(Bloomberg) -- Deutsche Bank AG’s overriding goal for next year is profitability, ahead of other issues including the scale and pace of job cuts, according to Chief Executive Officer Christian Sewing.

The German bank’s second-most important target is hitting 70% cost-income ratio, he said Tuesday at a virtual conference hosted by the Financial Times, echoing previous comments. The CEO didn’t say whether his plan to lower Deutsche Bank’s headcount to 74,000 by the end of next year was still intact, saying only that workforce reductions would continue.

Sewing is homing in on the final year of sweeping restructuring plans unveiled in mid-2019 that centered around swingeing cost cuts in an attempt to make Deutsche Bank profitable again. But the lender had 84,500 workers at the end of the third quarter, leaving about 10,000 roles that would still need to go to achieve the original goal.

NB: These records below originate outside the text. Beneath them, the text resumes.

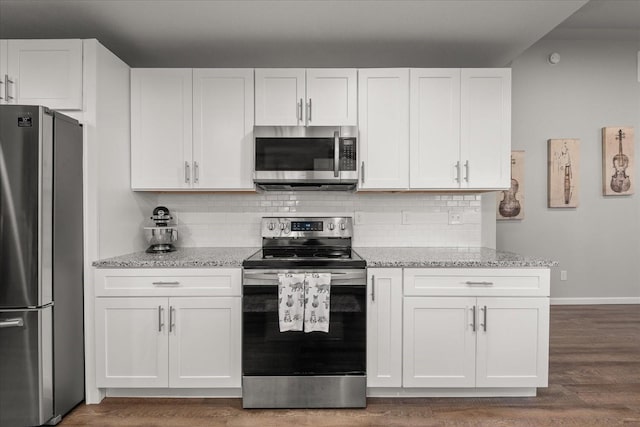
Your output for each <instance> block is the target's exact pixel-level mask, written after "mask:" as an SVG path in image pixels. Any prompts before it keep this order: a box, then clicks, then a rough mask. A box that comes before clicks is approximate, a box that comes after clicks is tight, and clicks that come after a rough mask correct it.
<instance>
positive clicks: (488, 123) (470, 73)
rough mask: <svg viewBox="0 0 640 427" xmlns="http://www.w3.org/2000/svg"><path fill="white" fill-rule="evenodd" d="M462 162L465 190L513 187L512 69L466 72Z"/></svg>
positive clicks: (461, 129)
mask: <svg viewBox="0 0 640 427" xmlns="http://www.w3.org/2000/svg"><path fill="white" fill-rule="evenodd" d="M461 91H462V92H461V111H462V117H461V120H462V124H461V151H462V152H461V160H462V162H463V179H462V185H463V187H464V188H474V189H500V188H509V183H510V180H511V70H510V69H506V68H488V69H474V68H470V69H463V70H462V89H461Z"/></svg>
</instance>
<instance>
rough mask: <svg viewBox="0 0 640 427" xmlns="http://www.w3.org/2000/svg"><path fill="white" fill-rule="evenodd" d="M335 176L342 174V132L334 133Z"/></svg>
mask: <svg viewBox="0 0 640 427" xmlns="http://www.w3.org/2000/svg"><path fill="white" fill-rule="evenodd" d="M333 176H334V177H336V178H337V177H339V176H340V132H338V131H335V132H334V133H333Z"/></svg>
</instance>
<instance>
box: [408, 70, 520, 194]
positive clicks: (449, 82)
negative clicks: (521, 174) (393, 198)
mask: <svg viewBox="0 0 640 427" xmlns="http://www.w3.org/2000/svg"><path fill="white" fill-rule="evenodd" d="M510 154H511V70H510V69H505V68H487V69H484V68H483V69H475V68H471V69H412V70H411V182H410V187H411V188H412V189H488V190H490V189H500V188H507V187H509V180H510V169H509V166H510V163H509V161H510Z"/></svg>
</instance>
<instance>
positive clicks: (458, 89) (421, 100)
mask: <svg viewBox="0 0 640 427" xmlns="http://www.w3.org/2000/svg"><path fill="white" fill-rule="evenodd" d="M410 73H411V84H410V87H411V107H410V109H411V143H410V159H411V165H410V167H411V177H410V186H411V188H418V189H419V188H429V189H432V188H459V187H460V180H461V175H460V174H461V169H460V69H459V68H430V69H411V71H410Z"/></svg>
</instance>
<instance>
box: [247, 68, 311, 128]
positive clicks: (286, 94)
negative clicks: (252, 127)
mask: <svg viewBox="0 0 640 427" xmlns="http://www.w3.org/2000/svg"><path fill="white" fill-rule="evenodd" d="M255 76H256V126H298V125H304V123H305V116H304V114H305V108H304V107H305V78H304V68H257V69H256V71H255Z"/></svg>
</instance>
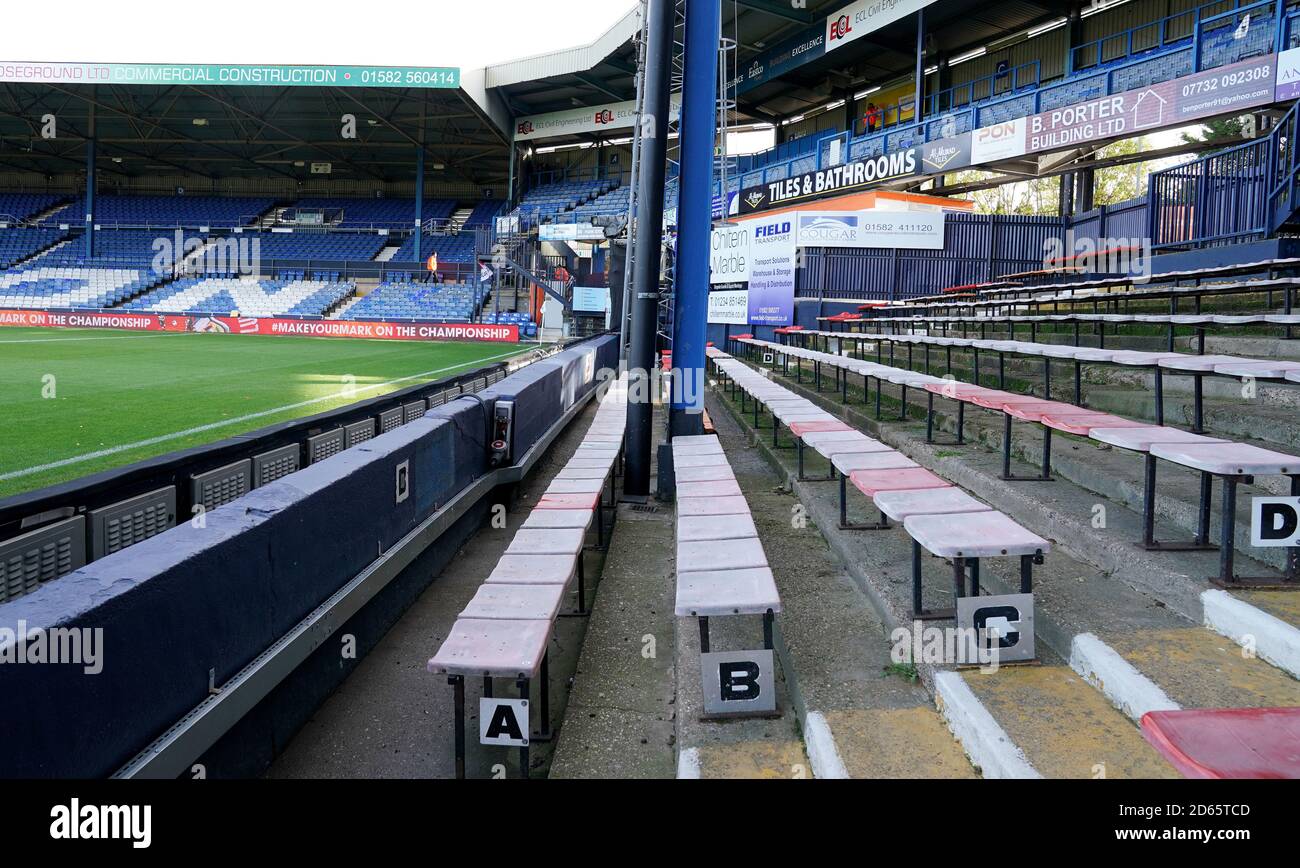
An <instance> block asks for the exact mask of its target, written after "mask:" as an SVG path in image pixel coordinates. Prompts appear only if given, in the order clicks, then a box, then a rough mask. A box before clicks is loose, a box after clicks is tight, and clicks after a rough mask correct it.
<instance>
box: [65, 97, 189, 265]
mask: <svg viewBox="0 0 1300 868" xmlns="http://www.w3.org/2000/svg"><path fill="white" fill-rule="evenodd" d="M94 99H95V88H91V103H90V108H88V110H90V118H88V135H87V136H86V259H87V260H91V259H94V257H95V101H94ZM183 255H185V253H183V251H175V252H174V253H173V256H174V257H175V260H177V262H179V260H181V257H182V256H183Z"/></svg>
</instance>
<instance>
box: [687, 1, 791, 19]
mask: <svg viewBox="0 0 1300 868" xmlns="http://www.w3.org/2000/svg"><path fill="white" fill-rule="evenodd" d="M686 1H688V3H690V0H686ZM736 5H738V6H742V8H745V9H753V10H754V12H763V13H766V14H770V16H775V17H777V18H784V19H785V21H793V22H796V23H801V25H810V23H813V13H811V12H810V10H809V9H805V8H800V9H796V8H794V4H792V3H789V0H785V1H784V3H783V1H781V0H736Z"/></svg>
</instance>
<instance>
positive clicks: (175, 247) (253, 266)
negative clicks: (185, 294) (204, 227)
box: [152, 229, 261, 277]
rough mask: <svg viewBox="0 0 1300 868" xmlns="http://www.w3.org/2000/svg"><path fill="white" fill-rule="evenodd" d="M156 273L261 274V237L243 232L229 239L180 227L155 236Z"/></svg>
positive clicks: (168, 276) (155, 255) (155, 270)
mask: <svg viewBox="0 0 1300 868" xmlns="http://www.w3.org/2000/svg"><path fill="white" fill-rule="evenodd" d="M152 249H153V261H152V268H153V273H155V274H159V275H166V277H183V275H186V274H217V275H235V274H238V275H252V277H257V275H260V274H261V239H260V238H256V236H253V238H250V236H246V235H242V234H237V235H226V236H225V238H205V236H203V235H186V234H185V231H183V230H181V229H178V230H175V233H174V234H173V235H160V236H159V238H155V239H153V244H152Z"/></svg>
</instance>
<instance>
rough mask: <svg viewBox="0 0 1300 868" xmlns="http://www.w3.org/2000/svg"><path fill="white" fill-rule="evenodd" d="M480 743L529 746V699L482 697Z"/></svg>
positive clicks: (478, 700)
mask: <svg viewBox="0 0 1300 868" xmlns="http://www.w3.org/2000/svg"><path fill="white" fill-rule="evenodd" d="M478 743H480V745H495V746H498V747H528V700H526V699H495V698H493V699H487V698H484V699H480V700H478Z"/></svg>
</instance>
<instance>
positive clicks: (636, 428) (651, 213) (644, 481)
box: [623, 0, 707, 498]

Deutsche Bank will give a strategy update in March to set out Sewing’s vision beyond next year. He has said the new plan will focus much more on growth after years focused on cost cuts, and may also involve deals. 

Answering a question about Brexit, Sewing said Tuesday that Deutsche Bank had achieved a “balanced” headcount between Frankfurt and London, though he didn’t rule out future moves. He reiterated that London will remain a “critical” place of business for the lender and pointed to a planned move into a new headquarters in the city.

Still, he said Frankfurt had enjoyed a boost to the number of financial institutions it hosts since the U.K. left the European Union, while other cities such as Paris, Madrid, Milan and Amsterdam are also benefiting from Brexit.